Policy and Governance

  • Provenance and representativeness disclosures for training/evaluation datasets
    • What: Require that AI providers disclose dataset sources, cohort composition, and known skews (e.g., power users, templated traffic).
    • Tools/workflows: Standardized datasheets/model cards with representativeness metrics; auditing checklists.
    • Sectors: Regulators, standards bodies, public procurement.
    • Assumptions/dependencies: Feasible to compute and disclose high-level aggregates without violating privacy or IP.
  • Cohort-stratified transparency and bias audits
    • What: Encourage/require stratified performance reporting by user activity level and use-case domain.
    • Tools/workflows: Audit protocols; cohort-aware performance thresholds in procurement contracts.
    • Assumptions/dependencies: Adequate sample sizes; agreed cohort definitions.
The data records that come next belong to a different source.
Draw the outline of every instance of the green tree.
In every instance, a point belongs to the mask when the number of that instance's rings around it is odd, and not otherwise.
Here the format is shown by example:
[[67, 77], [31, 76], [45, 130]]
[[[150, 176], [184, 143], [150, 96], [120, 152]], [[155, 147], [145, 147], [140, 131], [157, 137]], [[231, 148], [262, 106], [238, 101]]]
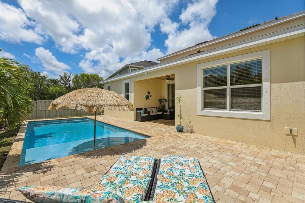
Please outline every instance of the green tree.
[[72, 79], [72, 84], [74, 89], [97, 87], [103, 88], [103, 86], [99, 83], [103, 80], [97, 74], [90, 74], [83, 73], [80, 74], [75, 74]]
[[[0, 51], [1, 51], [0, 49]], [[15, 127], [32, 111], [29, 96], [33, 87], [29, 76], [30, 68], [18, 62], [0, 58], [0, 124]]]
[[58, 79], [48, 78], [48, 83], [50, 87], [58, 87], [60, 86], [59, 80]]
[[30, 93], [30, 96], [33, 100], [45, 100], [50, 93], [48, 77], [40, 72], [33, 72], [30, 76], [34, 89]]
[[68, 92], [72, 90], [71, 85], [71, 75], [72, 73], [69, 73], [67, 71], [65, 71], [62, 75], [59, 75], [59, 84], [65, 87], [66, 90]]
[[52, 87], [50, 88], [49, 98], [53, 100], [67, 93], [67, 91], [62, 86]]

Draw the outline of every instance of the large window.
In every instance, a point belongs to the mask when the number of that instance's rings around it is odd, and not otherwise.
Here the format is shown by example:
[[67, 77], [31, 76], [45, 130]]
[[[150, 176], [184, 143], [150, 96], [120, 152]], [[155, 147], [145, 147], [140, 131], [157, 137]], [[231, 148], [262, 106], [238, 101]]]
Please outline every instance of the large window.
[[123, 81], [123, 97], [128, 100], [130, 101], [130, 92], [129, 87], [130, 80], [126, 80]]
[[197, 68], [198, 114], [270, 119], [269, 50], [198, 64]]

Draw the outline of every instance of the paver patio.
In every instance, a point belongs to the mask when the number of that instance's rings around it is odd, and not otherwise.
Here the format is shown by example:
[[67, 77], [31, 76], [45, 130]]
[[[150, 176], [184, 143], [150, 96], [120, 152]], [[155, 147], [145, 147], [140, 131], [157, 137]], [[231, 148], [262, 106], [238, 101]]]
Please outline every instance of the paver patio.
[[[0, 197], [25, 198], [16, 188], [47, 185], [91, 188], [122, 155], [186, 155], [200, 162], [215, 201], [305, 202], [305, 157], [106, 116], [98, 120], [151, 136], [145, 140], [6, 170]], [[195, 130], [196, 130], [196, 129]]]

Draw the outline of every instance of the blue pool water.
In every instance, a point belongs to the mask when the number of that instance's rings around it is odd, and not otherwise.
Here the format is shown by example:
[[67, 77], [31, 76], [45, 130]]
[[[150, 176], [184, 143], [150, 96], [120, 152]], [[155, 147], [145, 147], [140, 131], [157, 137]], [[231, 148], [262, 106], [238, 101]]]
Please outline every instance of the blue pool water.
[[20, 166], [78, 154], [149, 137], [88, 118], [28, 123]]

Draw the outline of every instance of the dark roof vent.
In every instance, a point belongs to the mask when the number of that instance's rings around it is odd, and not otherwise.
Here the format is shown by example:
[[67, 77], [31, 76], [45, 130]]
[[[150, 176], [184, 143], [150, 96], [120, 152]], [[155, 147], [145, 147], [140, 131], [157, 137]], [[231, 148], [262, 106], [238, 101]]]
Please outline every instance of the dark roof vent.
[[255, 26], [257, 26], [258, 25], [260, 25], [260, 23], [258, 23], [257, 24], [253, 25], [251, 25], [250, 26], [249, 26], [249, 27], [245, 27], [243, 28], [243, 29], [242, 29], [241, 30], [240, 30], [240, 31], [242, 31], [243, 30], [247, 30], [247, 29], [249, 29], [249, 28], [250, 28], [252, 27], [255, 27]]
[[193, 53], [192, 54], [191, 54], [188, 55], [191, 56], [192, 55], [194, 55], [194, 54], [199, 54], [199, 53], [201, 53], [201, 52], [203, 52], [204, 51], [204, 50], [203, 51], [201, 51], [200, 50], [198, 50], [198, 51], [197, 51], [197, 52], [196, 52], [196, 53]]
[[203, 41], [202, 42], [200, 42], [200, 43], [198, 43], [198, 44], [196, 44], [196, 45], [195, 45], [195, 46], [196, 46], [197, 45], [201, 45], [202, 44], [204, 44], [204, 43], [205, 43], [206, 42], [208, 42], [207, 41]]

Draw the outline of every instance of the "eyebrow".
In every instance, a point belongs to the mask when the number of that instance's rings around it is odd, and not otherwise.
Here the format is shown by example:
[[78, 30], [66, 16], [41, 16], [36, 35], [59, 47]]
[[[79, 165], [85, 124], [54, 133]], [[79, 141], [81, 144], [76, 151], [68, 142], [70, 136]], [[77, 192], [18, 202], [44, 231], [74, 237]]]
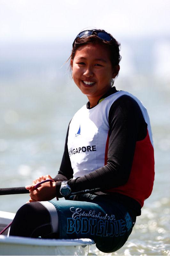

Daily Life (individual users, educators)

  • Use templates and concrete prompts to raise success
    • What: Start with role- or task-specific templates and specify inputs/outputs to increase completion rates.
    • Tools/workflows: Personal prompt library; checklists for clarity (goal, data, format, constraints).
    • Assumptions/dependencies: Access to vetted templates; basic prompt literacy.
  • Plan deliberate exploration bursts
    • What: Because habits are sticky, schedule short “explore a new intent” sessions (e.g., weekly) to discover higher-value uses (analysis, research, structured writing).
    • Tools/workflows: Calendar reminders; curated “new task” lists.
    • Assumptions/dependencies: Motivation/time; availability of examples.
  • Interpret advice from power users cautiously
    • What: Recognize that public advice and datasets may reflect atypical, highly proficient users and may not map directly to casual workflows.
    • Tools/workflows: Seek guidance tailored to your role and experience level.
    • Assumptions/dependencies: Availability of role-specific resources.

Long-Term Applications

These opportunities will benefit from additional research, integration, or scaling.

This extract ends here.